I should declare a vested interest in that twice in my life I have belonged to a union, and also a couple of times in the last few years members of my immediate family have spoken to union officials in regard to conditions a their workplace.
It is these latter encounters that gives me pause to stop and think. If you are having trouble at work, if you need to talk t managment, if there is more than one of you in the same boat, why wouldn't you organise to try and do it together. Surely that, at its most primitive,is what a union does. It acts in common cause for those who might otherwise find it difficult to act for themselves.
Indeed it would seem a good balance and check in a complex industrial system.
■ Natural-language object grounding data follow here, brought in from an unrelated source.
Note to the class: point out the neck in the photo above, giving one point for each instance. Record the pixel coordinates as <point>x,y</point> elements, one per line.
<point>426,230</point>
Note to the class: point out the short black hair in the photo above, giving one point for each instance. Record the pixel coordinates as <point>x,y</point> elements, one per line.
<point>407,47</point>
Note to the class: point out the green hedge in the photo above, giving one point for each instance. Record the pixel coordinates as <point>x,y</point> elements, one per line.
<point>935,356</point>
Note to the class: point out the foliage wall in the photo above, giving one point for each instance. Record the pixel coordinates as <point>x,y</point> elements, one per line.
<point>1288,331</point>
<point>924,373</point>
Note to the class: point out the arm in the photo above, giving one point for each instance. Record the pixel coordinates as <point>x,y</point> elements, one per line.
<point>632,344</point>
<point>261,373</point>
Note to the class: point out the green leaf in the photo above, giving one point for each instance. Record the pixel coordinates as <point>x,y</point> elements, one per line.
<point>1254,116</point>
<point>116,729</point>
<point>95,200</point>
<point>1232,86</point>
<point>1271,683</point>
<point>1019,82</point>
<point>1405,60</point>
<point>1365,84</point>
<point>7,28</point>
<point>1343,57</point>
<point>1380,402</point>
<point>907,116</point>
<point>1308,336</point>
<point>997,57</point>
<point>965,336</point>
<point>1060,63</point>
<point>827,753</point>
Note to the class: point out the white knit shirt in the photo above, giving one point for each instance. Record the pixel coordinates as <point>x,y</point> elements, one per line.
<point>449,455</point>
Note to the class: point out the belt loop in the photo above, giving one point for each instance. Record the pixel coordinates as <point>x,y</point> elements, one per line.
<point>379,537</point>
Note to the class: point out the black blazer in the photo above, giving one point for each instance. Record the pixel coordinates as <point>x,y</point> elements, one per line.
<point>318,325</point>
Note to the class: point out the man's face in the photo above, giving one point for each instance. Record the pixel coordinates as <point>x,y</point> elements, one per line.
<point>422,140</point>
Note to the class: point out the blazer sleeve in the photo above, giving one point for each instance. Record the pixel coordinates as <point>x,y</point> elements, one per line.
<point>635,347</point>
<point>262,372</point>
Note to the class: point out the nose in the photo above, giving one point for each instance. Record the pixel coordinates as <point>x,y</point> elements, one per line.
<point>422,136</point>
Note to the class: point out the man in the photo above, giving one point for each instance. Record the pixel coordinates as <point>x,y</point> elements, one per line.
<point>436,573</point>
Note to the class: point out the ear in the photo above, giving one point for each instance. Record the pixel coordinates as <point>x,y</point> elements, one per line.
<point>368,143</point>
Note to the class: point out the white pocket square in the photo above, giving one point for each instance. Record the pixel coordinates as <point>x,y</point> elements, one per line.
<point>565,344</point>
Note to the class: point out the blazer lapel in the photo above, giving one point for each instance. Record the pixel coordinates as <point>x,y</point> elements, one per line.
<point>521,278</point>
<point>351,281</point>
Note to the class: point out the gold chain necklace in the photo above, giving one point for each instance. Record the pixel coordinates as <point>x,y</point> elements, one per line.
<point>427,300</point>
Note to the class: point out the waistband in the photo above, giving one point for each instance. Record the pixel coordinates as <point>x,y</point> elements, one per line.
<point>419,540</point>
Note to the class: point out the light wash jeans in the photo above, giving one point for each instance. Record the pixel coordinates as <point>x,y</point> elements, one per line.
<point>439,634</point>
When I was a board member of the Church's mission to industry ITIM. Managers, workers and unionists sat alongside each other in a most constructive way developing workplace support and chaplaincy programs. It was during this time that the role of unions began to diminish. They simply had (as the BCP says) "no power of themselves to help themselves".
I personally think that industrial conditions became so laid back that paying $300-$500 a year or more for the privilege of belonging to a union when the government (Labor) was going to deliver any way encouraged many people to drop out.
When a less sympathetic government came the movement had been gutted of its members.
This is a simplistic analysis of course.
But what people seem to fear in Australia today is not the 'union bosses' (who are they for heaven's sake). But the fact is that when they have to argue the case there will be no one to do it. A valuable check has gone.